Presumption and prejudice in logical inference

Abstract

Two nonstandard modes of inference, confirmation and denial, have been shown by Bandler and Kohout to be valid in fuzzy propositional and predicate logics. If denial is used in combination with modus ponens, the resulting inference mode (“augmented modus ponens”) yields more precise bounds on the consequent of an implication than are usually called for in approximate reasoning. Similar results hold for augmented modus tollens constructed from confirmation and conventional fuzzy modus tollens. Two simpler modes of inference, presumption and prejudice, are also valid under the same assumptions as confirmation and denial.

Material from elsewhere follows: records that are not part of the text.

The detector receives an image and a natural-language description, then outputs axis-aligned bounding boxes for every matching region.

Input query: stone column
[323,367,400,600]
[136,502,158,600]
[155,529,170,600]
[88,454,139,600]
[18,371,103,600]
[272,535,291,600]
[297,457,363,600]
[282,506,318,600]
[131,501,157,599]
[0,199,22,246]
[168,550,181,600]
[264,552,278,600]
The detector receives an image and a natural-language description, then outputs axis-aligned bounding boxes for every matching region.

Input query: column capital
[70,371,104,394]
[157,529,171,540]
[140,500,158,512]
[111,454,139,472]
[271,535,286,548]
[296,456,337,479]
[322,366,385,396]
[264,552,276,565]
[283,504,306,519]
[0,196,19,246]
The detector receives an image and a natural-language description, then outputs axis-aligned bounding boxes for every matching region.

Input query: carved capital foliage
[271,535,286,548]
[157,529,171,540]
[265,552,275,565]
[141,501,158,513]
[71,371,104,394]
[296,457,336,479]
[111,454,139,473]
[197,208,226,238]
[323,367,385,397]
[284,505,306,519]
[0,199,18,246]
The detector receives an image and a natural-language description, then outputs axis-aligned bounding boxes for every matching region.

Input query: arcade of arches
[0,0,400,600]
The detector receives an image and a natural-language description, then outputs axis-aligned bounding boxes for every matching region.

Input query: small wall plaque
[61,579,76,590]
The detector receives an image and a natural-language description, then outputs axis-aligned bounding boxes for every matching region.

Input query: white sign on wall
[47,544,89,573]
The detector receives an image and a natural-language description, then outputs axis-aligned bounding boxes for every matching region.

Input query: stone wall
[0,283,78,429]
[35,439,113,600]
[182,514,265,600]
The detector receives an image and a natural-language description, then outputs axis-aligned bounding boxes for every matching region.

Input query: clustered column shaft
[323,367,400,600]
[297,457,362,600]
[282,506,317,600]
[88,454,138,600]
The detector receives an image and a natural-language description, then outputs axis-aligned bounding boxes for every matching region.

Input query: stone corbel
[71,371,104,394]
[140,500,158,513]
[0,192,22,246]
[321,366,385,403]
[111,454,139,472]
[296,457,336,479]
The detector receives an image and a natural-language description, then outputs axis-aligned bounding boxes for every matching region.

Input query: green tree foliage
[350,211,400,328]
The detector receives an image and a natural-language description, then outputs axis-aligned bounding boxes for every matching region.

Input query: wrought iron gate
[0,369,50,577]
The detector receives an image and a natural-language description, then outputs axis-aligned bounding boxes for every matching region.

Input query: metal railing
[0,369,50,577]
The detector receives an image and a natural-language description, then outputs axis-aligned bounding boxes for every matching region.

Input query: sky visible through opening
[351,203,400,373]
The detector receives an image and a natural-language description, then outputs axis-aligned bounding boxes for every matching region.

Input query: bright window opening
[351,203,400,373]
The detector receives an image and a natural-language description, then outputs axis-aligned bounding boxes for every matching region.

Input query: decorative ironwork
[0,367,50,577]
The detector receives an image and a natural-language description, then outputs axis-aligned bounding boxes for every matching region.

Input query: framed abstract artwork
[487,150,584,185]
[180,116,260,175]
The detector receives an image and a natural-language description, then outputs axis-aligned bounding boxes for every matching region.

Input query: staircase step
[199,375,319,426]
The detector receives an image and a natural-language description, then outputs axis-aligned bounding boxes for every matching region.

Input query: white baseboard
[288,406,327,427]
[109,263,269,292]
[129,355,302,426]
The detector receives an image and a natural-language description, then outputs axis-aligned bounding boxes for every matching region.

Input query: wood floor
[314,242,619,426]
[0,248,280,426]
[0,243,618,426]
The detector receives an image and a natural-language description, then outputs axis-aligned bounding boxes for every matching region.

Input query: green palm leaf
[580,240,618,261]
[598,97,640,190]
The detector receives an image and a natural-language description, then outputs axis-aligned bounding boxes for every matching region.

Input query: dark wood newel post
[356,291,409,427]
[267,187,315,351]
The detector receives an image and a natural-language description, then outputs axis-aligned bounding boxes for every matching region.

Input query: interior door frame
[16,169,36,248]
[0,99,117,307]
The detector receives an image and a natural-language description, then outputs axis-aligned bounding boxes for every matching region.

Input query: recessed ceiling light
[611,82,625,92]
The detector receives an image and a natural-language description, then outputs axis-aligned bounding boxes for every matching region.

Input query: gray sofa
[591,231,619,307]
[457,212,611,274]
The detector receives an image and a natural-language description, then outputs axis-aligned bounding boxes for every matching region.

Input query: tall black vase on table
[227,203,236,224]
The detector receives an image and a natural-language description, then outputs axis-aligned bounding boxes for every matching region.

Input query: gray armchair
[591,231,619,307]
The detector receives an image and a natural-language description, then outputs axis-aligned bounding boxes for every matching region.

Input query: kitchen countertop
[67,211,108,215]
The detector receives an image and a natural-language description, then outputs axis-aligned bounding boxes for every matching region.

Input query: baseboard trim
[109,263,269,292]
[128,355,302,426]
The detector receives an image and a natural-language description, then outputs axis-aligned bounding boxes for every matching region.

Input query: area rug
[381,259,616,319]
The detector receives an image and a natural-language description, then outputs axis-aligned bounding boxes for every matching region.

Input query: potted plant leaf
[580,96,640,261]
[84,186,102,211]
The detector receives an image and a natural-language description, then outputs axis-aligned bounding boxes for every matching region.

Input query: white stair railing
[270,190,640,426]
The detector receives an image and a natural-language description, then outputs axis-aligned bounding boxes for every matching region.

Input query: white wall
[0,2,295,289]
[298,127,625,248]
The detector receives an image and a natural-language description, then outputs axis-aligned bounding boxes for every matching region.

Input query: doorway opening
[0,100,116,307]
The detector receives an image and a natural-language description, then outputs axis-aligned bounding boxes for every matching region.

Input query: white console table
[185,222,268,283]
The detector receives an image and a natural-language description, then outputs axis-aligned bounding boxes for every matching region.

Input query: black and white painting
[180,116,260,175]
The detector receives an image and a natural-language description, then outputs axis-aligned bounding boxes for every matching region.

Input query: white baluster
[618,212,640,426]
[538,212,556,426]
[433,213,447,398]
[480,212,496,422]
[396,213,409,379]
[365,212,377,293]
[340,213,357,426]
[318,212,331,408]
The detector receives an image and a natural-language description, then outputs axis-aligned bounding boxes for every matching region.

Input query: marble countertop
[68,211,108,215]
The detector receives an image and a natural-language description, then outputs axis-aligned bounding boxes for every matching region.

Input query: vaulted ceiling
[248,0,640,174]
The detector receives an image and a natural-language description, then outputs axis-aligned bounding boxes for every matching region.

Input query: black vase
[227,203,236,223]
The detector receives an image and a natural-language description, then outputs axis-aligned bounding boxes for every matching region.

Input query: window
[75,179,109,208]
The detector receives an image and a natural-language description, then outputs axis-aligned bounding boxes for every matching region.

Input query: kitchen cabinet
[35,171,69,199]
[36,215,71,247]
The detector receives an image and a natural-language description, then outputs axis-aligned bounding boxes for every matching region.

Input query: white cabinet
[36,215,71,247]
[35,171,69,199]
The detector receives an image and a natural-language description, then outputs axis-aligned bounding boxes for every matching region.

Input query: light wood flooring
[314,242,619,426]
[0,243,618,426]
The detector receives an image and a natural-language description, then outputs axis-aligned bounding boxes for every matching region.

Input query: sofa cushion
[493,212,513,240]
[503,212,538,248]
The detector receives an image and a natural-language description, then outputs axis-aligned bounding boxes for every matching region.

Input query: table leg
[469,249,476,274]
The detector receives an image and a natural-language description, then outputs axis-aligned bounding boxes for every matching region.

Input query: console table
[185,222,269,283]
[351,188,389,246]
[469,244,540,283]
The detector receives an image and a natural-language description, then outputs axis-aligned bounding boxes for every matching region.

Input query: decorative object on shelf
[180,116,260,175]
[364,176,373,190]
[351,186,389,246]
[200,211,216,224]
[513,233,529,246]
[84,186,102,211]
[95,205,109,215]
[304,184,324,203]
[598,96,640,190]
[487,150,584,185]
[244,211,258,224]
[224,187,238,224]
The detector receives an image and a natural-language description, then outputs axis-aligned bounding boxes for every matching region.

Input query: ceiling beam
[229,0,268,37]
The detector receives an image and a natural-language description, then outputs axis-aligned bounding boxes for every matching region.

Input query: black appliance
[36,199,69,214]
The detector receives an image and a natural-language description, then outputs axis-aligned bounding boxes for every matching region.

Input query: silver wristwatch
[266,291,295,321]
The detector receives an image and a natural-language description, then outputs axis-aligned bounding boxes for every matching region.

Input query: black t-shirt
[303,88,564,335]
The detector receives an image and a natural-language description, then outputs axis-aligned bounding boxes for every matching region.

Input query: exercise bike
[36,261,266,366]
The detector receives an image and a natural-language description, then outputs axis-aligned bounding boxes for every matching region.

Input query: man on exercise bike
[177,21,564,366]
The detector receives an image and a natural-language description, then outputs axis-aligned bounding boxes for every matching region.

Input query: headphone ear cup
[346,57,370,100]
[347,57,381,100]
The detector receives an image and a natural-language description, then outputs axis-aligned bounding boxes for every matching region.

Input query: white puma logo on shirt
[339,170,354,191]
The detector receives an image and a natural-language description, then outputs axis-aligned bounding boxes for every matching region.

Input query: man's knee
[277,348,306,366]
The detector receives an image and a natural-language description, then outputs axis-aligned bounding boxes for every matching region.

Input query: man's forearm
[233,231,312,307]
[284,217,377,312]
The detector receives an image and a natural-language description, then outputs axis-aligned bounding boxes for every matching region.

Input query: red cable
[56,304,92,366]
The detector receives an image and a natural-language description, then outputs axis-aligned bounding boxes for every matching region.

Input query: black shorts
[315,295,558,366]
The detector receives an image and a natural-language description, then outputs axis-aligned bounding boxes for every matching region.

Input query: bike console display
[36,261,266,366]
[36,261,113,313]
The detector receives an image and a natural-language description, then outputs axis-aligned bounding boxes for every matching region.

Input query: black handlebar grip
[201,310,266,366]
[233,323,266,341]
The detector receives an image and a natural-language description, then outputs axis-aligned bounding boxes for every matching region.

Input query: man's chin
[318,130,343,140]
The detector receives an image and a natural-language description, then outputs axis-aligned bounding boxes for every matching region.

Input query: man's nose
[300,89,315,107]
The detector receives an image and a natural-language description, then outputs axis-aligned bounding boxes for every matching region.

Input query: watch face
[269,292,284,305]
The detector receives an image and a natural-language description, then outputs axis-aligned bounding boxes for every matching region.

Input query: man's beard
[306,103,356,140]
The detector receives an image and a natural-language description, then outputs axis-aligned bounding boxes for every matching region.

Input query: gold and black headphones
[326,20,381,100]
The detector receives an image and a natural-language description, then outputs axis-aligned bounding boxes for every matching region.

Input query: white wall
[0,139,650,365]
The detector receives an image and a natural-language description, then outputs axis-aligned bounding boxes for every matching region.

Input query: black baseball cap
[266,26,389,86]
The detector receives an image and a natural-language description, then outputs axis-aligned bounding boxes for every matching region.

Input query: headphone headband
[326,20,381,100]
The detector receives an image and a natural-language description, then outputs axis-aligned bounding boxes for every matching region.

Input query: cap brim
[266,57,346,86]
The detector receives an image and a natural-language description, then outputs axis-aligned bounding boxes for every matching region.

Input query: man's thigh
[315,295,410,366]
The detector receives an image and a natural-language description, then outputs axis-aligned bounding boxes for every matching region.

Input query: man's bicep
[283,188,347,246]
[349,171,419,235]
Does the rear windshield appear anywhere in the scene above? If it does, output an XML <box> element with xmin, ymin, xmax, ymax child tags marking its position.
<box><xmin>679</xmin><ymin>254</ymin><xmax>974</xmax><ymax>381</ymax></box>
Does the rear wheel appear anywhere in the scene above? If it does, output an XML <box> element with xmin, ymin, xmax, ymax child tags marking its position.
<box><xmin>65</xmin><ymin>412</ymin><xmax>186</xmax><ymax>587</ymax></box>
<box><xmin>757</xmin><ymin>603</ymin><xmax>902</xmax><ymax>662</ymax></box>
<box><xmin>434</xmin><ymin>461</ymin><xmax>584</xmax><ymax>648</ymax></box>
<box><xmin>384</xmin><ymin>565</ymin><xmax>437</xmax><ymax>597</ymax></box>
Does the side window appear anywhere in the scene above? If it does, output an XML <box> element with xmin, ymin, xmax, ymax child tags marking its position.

Prejudice imposes an upper bound on the truth value of the consequent of a fuzzy implication regardless of the truth value of the antecedent; presumption imposes a lower bound on the truth value of the antecedent regardless of that of the consequent. Some of the consequences of presumption and prejudice cast doubt on the suitability of fuzzy propositional and predicate logics for use in expert systems that are designed to process real-world data. A logic based directly on fuzzy sets is explored as an alternative. Fuzzy set logic supports fuzzy modus ponens and modus tollens but does not entail the more problematic modes of confirmation, denial, presumption, and prejudice. However, some of the expressive power derivable from the diversity of fuzzy propositional logics and their derivative fuzzy predicate logics is lost.